Eles são fascinantes de assistir, mas também são fundamentais para a transformação da energia na atmosfera do Sol. Vemos estas formas onduladas em todo o sistema solar: vemos-nas nas nuvens da Terra e nos oceanos varridos pelo vento e entre as faixas na atmosfera superior de Saturno.

De 4 metros da National Science Foundation.

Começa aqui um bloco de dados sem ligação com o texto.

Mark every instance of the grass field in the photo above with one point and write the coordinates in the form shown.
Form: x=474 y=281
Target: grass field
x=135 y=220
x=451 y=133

O Telescópio Solar Inouye, perto do cume do Haleakalā em Maui, deu-nos uma visão suficientemente boa para revelar tais detalhes, publicado em 5 de agosto na Nature.

Ao ampliar uma região ativa perto de uma mancha solar, David Kuridze (National Solar Observatory) e colegas observaram os movimentos de ebulição do plasma no Sol num comprimento de onda de 416 nanómetros (luz violeta). (Assim como nas manchas solares, as bordas dos grânulos parecem mais escuras porque o plasma ali é mais frio. ) Lá, para onde convergem os fluxos de plasma, também convergem as linhas do campo magnético que o plasma carrega.

Usando o Telescópio Inouye para ampliar as bordas dos grânulos, os pesquisadores não encontraram as interfaces suaves e borradas vistas em imagens anteriores, mas vórtices claros se formando e se dissipando. Simulações computacionais de plasma magnetizado na atmosfera solar, conhecidas como MURaM, confirmam que os redemoinhos são instabilidades de Kelvin-Helmholtz.